On the other hand, I think that the situation, in which the ticket scalping for the hospital appointment occurs, is completely unethical. If the hospital is offering appointments for relatively cheap, people should not be able to sell those appointments for more money. I think this because the subject of these appointments is a person’s health, and everyone’s health should be valued at the same price. The price of the ticket should not be based on someone’s willingness to pay. One way to fix this situation is to confirm the identity of the buyer. When the hospital sells the ticket to the customer, it should identify that person and make sure only that person has the ability to redeem that ticket. This ensures only the buyer can use the ticket.
The ethics of jumping the queue should all depend on the situation. Goods and services that are public and considered a necessity to someone should not allow jumping the queue. Moreover, organizations that offer good and services that are luxuries should have the ability to offer a side service that lets more willing customer jump the queue.
Janitors Insurance
Another ethical dilemma that is talked about in Sandel’s books is janitors insurance. This is when companies take out insurance policies for their employees, but also benefit from the policy if any of the employees die. One example of this occurred with a Wal-Mart employee. Michael Rice was helping a customer carry a television to her car when he suffered a heart attack and passed away. Wal-Mart had taken out a life insurance policy, without the knowledge of the Rice family, and benefitted in $300,000 from Mr. Rice’s death.

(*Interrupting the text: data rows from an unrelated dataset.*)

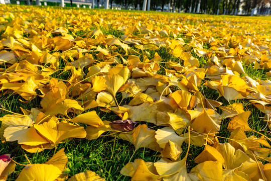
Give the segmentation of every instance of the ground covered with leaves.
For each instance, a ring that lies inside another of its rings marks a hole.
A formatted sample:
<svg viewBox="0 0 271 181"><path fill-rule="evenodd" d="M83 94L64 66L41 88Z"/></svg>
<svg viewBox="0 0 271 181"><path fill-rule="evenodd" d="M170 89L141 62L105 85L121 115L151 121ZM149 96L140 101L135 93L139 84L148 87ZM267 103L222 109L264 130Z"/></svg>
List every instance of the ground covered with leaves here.
<svg viewBox="0 0 271 181"><path fill-rule="evenodd" d="M0 179L271 180L270 18L0 7Z"/></svg>

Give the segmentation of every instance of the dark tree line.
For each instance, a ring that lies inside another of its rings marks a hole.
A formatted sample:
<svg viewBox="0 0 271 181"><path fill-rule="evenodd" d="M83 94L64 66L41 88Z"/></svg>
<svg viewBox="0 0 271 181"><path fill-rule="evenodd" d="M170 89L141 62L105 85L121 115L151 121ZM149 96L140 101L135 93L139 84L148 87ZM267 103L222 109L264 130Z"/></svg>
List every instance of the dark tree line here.
<svg viewBox="0 0 271 181"><path fill-rule="evenodd" d="M129 6L137 9L138 5L140 5L142 9L143 2L144 0L109 0L109 4L111 6L113 3L121 5L126 9ZM269 13L271 0L151 0L151 10L167 11L169 4L170 12L182 11L186 13L236 15L241 9L243 14L249 15L256 10L258 14Z"/></svg>

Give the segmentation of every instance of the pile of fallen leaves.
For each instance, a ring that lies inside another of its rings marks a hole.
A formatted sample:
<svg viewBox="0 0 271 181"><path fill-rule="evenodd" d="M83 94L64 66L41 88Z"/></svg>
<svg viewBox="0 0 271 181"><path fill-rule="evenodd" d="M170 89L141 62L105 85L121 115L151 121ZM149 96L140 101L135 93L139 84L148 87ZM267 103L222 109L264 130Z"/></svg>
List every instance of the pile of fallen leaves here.
<svg viewBox="0 0 271 181"><path fill-rule="evenodd" d="M271 75L267 18L0 7L1 94L19 94L24 104L41 99L21 114L0 108L2 142L36 153L107 132L135 150L157 152L154 163L136 159L122 168L132 180L271 180L271 81L252 79L243 68ZM174 58L166 61L161 48ZM59 78L64 73L68 78ZM262 113L260 131L248 125L251 113L243 103ZM119 120L102 121L89 111L96 107ZM228 137L218 135L224 120ZM192 144L204 148L188 173ZM17 163L5 153L2 179ZM67 162L61 149L44 164L26 166L17 180L65 180ZM87 171L68 180L83 179L104 180Z"/></svg>

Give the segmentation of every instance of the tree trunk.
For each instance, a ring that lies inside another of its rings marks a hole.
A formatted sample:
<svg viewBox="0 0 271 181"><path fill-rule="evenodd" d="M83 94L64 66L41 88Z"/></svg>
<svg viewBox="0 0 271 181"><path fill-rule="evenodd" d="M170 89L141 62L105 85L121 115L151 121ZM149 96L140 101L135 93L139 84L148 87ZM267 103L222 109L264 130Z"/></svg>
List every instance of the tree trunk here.
<svg viewBox="0 0 271 181"><path fill-rule="evenodd" d="M239 6L240 6L240 0L238 0L237 5L236 5L236 9L235 9L235 12L234 12L234 15L235 16L237 15L238 12L239 11Z"/></svg>
<svg viewBox="0 0 271 181"><path fill-rule="evenodd" d="M212 8L212 15L214 15L214 13L215 13L214 12L215 12L215 1L216 1L216 0L214 0L214 1L213 4L213 8Z"/></svg>
<svg viewBox="0 0 271 181"><path fill-rule="evenodd" d="M178 2L178 13L181 13L181 0Z"/></svg>
<svg viewBox="0 0 271 181"><path fill-rule="evenodd" d="M124 0L124 6L125 6L125 9L127 10L128 9L128 5L127 5L127 0Z"/></svg>
<svg viewBox="0 0 271 181"><path fill-rule="evenodd" d="M148 0L147 11L149 11L151 10L151 0Z"/></svg>
<svg viewBox="0 0 271 181"><path fill-rule="evenodd" d="M108 10L109 8L109 0L105 0L104 2L104 9Z"/></svg>
<svg viewBox="0 0 271 181"><path fill-rule="evenodd" d="M142 11L146 11L147 7L147 0L143 1L143 6L142 6Z"/></svg>
<svg viewBox="0 0 271 181"><path fill-rule="evenodd" d="M197 0L195 1L195 5L194 6L194 9L193 9L193 13L196 12L196 7L197 6Z"/></svg>
<svg viewBox="0 0 271 181"><path fill-rule="evenodd" d="M229 0L229 4L228 4L228 8L227 9L227 12L226 13L227 15L228 15L229 13L230 13L229 8L230 8L230 6L231 4L231 1L232 0Z"/></svg>
<svg viewBox="0 0 271 181"><path fill-rule="evenodd" d="M199 1L199 4L198 4L198 8L197 9L197 13L199 13L199 11L200 9L200 1L201 0Z"/></svg>
<svg viewBox="0 0 271 181"><path fill-rule="evenodd" d="M217 12L216 13L217 15L219 15L219 5L220 5L221 2L221 0L218 1L218 5L217 5Z"/></svg>

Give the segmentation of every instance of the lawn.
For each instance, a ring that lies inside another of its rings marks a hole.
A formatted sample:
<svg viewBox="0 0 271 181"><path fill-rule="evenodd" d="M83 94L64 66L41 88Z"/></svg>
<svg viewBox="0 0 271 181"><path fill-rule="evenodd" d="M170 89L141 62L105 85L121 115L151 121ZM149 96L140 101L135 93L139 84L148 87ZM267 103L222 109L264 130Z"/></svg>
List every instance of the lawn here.
<svg viewBox="0 0 271 181"><path fill-rule="evenodd" d="M0 8L0 179L271 179L271 18Z"/></svg>

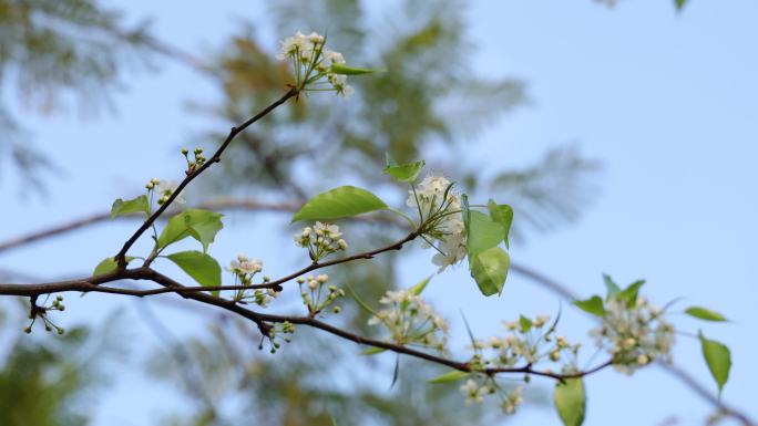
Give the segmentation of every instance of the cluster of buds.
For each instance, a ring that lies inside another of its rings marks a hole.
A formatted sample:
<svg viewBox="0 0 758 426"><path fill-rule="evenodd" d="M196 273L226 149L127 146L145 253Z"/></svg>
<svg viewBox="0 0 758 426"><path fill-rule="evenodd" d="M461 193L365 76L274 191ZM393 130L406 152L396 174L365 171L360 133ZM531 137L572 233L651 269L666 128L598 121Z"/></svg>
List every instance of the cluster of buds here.
<svg viewBox="0 0 758 426"><path fill-rule="evenodd" d="M379 303L386 308L372 312L369 325L383 325L395 343L447 352L448 323L413 289L390 290Z"/></svg>
<svg viewBox="0 0 758 426"><path fill-rule="evenodd" d="M61 326L55 325L50 318L48 318L48 312L50 311L65 311L65 306L63 305L63 297L62 295L57 295L55 299L53 299L52 303L50 303L47 306L39 306L37 305L37 301L32 300L32 306L29 311L29 319L31 320L31 323L23 329L23 332L29 334L32 331L32 326L34 325L34 322L37 319L40 319L42 323L44 324L44 331L51 332L55 330L58 334L63 334L65 333L65 330Z"/></svg>
<svg viewBox="0 0 758 426"><path fill-rule="evenodd" d="M522 315L518 321L504 322L509 331L505 336L474 341L472 365L483 370L563 361L565 365L562 371L575 368L581 344L570 344L566 337L555 335L556 324L546 326L549 321L549 315L536 315L534 319Z"/></svg>
<svg viewBox="0 0 758 426"><path fill-rule="evenodd" d="M344 70L345 58L341 53L325 48L326 38L311 32L308 35L299 31L281 42L277 58L289 59L295 67L296 84L303 91L334 91L345 97L355 90L347 84ZM358 70L351 70L354 73ZM367 71L368 70L361 70Z"/></svg>
<svg viewBox="0 0 758 426"><path fill-rule="evenodd" d="M245 254L237 256L236 260L229 263L227 270L234 273L235 285L253 285L253 279L255 276L263 270L263 261L258 259L249 259ZM269 282L270 278L264 276L263 282ZM274 289L255 289L237 290L234 295L235 302L247 303L252 302L260 308L268 306L274 299L279 295L279 292L274 291Z"/></svg>
<svg viewBox="0 0 758 426"><path fill-rule="evenodd" d="M281 347L279 342L277 342L277 339L281 339L286 343L291 342L290 335L295 333L295 324L293 324L289 321L284 321L281 323L277 323L272 325L265 333L264 336L260 337L260 343L258 344L258 350L263 351L264 347L264 341L268 339L268 342L272 345L272 353L276 353L276 351Z"/></svg>
<svg viewBox="0 0 758 426"><path fill-rule="evenodd" d="M329 276L322 273L320 276L308 276L306 278L298 278L297 283L300 287L300 297L303 303L308 306L308 315L316 316L329 308L337 299L345 297L345 290L336 285L328 285ZM324 290L326 288L326 291ZM340 313L342 309L339 305L334 305L331 312Z"/></svg>
<svg viewBox="0 0 758 426"><path fill-rule="evenodd" d="M347 242L340 238L342 232L337 225L316 222L314 227L305 227L294 236L298 247L308 249L308 256L314 262L325 257L347 249Z"/></svg>
<svg viewBox="0 0 758 426"><path fill-rule="evenodd" d="M145 188L147 188L147 193L151 195L151 199L153 194L155 194L158 199L157 204L163 205L166 201L168 201L168 198L176 191L176 188L178 187L178 184L176 180L164 180L164 179L158 179L157 177L154 177L145 184ZM182 197L182 193L180 193L174 201L178 204L184 204L185 200Z"/></svg>
<svg viewBox="0 0 758 426"><path fill-rule="evenodd" d="M500 407L503 413L513 414L519 405L524 402L522 386L505 391L495 383L493 377L479 374L472 374L471 377L460 387L461 393L465 396L465 405L481 404L484 402L484 397L496 395L501 398Z"/></svg>
<svg viewBox="0 0 758 426"><path fill-rule="evenodd" d="M432 262L442 272L451 264L463 260L467 254L465 226L461 215L461 200L452 190L453 183L442 176L427 176L408 191L406 204L418 210L421 220L421 237L424 248L438 251ZM434 246L431 240L437 240Z"/></svg>
<svg viewBox="0 0 758 426"><path fill-rule="evenodd" d="M207 162L207 158L203 156L203 148L195 148L193 150L194 159L190 159L190 149L187 148L182 149L182 155L184 155L184 158L187 160L187 175L192 175Z"/></svg>
<svg viewBox="0 0 758 426"><path fill-rule="evenodd" d="M607 347L616 371L631 375L656 359L670 362L676 332L660 309L643 297L632 302L611 298L604 309L602 325L590 335L598 347Z"/></svg>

In my opinion, this situation is unethical for many reasons. People may argue that since Wal-Mart was paying for the insurance, then it should rightfully be able to reap all the benefits. I think that this is wrong in many ways. Firstly, Wal-Mart did it without the consent of Michael Rice. The company should be required to acquire consent from the employee, because it is using the employee’s name and right to take out the insurance. Even though Rice was not hurt from Wal-Mart taking out the insurance policy, he should still have the ability to give consent for it.
Moreover, since Wal-Mart is using Michael Rice’s name, his family should be able to reap some of the benefits of the policy. Before Rice passed away, he should have been given some of the other benefits from the insurance policy and after he died, his family should have received some of the money. Like Sandel said, for Wal-Mart, Michael Rice seemed to be more valuable dead than alive, so Wal-Mart should not be able to put Rice in that position. If some of the insurance money, like 40 to 50 percent, went to the Rice family, then this situation would seem more ethical.
I think there are a few ways to fix this ethical issue. Firstly, the government should require consent from the employee if the company wants to take out a policy on that employee. Another way is to make sure the family benefits from the policy as well. Without the employee, the company does not have the ability to take out the insurance policy, so the family of the employee should be rewarded the money. The family should be rewarded enough money so that the employee is worth more alive than dead, because then the company might have ulterior motives.